Porewaters are sampled in wetland substations to establish the frequency and duration of soil inundation by tidal water carrying ocean derived salts versus soil inundation by fresh water. Increased tidal flooding of wetland areas could result in increased anaerobic conditions in sediments and increased inputs of salt water which may lead to dramatic changes in the basic processes occurring in these sediments.  In freshwater anaerobic sediments, organic matter is usually remineralized by methanogens. In the presence of sufficient levels of ocean derived sulfate, methanogenesis is inhibited and sulfate reducing bacteria dominate the remineralization process.  The hydrogen sulfides produced are toxic and limit both plant and animal species that are unable to tolerate this bacterial metabolite. Thus, a shift in which pathway dominates remineralization could lead to different communities of plants and animals. Because there are no biotic or abiotic processes for the removal of chloride from wetland sediments, chloride concentrations are an indication of the amount of sulfate supplied to the sediments via seawater.  Deviations in the chloride to sulfate ratio from the ratio found in seawater along with low concentrations of methane in porewater samples are used as indicators of a shift in the dominant bacterial processes occurring in the sediments.

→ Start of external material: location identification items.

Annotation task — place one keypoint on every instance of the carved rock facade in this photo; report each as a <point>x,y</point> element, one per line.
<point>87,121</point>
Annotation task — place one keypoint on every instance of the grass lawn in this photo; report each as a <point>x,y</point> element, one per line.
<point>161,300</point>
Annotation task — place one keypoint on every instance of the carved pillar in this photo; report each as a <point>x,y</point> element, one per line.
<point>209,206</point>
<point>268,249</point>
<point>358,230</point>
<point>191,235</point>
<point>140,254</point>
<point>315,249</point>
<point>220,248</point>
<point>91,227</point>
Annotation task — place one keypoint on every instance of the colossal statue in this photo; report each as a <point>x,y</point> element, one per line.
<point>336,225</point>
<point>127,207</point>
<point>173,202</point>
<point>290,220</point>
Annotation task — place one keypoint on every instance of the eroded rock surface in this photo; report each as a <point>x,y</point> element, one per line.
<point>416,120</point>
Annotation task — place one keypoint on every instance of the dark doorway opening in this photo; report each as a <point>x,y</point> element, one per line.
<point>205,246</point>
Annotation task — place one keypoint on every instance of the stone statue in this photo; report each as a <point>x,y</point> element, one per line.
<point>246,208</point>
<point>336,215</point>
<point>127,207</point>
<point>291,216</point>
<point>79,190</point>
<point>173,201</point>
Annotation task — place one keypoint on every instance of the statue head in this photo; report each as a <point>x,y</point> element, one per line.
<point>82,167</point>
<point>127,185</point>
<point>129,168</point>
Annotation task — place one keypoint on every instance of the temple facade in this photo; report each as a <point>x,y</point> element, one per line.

Figure 6.  Installation of a peeper in the field.

Preliminary Results

Methane concentrations during winter and summer 2000 ranged from less than 10 mM to more than 300 mM and are typical of those encountered in freshwater sediments. Chloride concentrations ranged from 0.5 mM to 129 mM indicating that the stations selected are on the border between fresh and salt water and therefore would most likely experience changes in geochemical cycling due to salinity changes. At stations experiencing higher salinities, the chloride to sulfate ratio found in porewater samples was higher than that predicted by the ratio found in seawater (20:1) indicating that sulfate reduction has occurred at these stations. At lower salinities, the chloride to sulfate ratios were similar to that predicted by seawater indicating that sulfate reduction has not occurred at these stations (Figure 7).